With the seven-volume “Architectural Guide Sub-Sahara Africa”, Philipp Meuser and Adil Dalbai have succeeded in creating a compendium that not only presents a panorama of Africa’s diverse architectures, but also helps to correct distorted images of the continent.
Text by Thomas Wagner
Museum of Black Civilisations in Dakar (Beijing Institute of Architecture, 2018). © Adil Dalbai
The oldest European building in sub-Saharan Africa is Elmira Castle, 160 kilometres west of Ghana’s capital Accra. Colonial buildings from different eras may seem familiar to the Eurocentric eye. But who outside Africa knows anything about the ornate clay buildings in the savannah? Or about how, in the midst of a building boom and the spread of the “Africa Rising” narrative, the Ghanaian architecture industry has developed, and the role played by rapid economic growth and an emerging middle class? Are we familiar with the anthropomorphic buildings in Togo, the government buildings of Kenzo Tange in Nigeria?
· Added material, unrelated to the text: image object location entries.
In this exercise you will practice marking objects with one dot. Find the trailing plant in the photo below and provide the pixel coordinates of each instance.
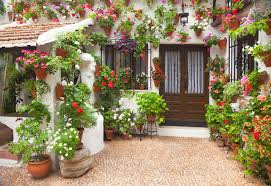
(216, 65)
(232, 90)
(152, 103)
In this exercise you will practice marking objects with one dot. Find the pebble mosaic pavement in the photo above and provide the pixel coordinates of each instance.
(158, 161)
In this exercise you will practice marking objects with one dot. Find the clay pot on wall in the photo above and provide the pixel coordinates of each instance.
(80, 144)
(109, 134)
(222, 43)
(61, 52)
(40, 169)
(59, 89)
(40, 73)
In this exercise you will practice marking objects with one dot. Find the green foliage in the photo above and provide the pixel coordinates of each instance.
(152, 103)
(232, 90)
The Al-Nilein mosque in Sudan? What do we know about the architecture of the Nubians or the pyramids of Meroë? The list could go on and on.
The image of the African continent in many European countries is notoriously deficient, not to say distorted, incomplete, often characterised by ignorance. This does not only apply to the post-colonial political and economic conditions, about which sweeping judgements are often made. Only a few are familiar with the diverse cultures and buildings of Africa.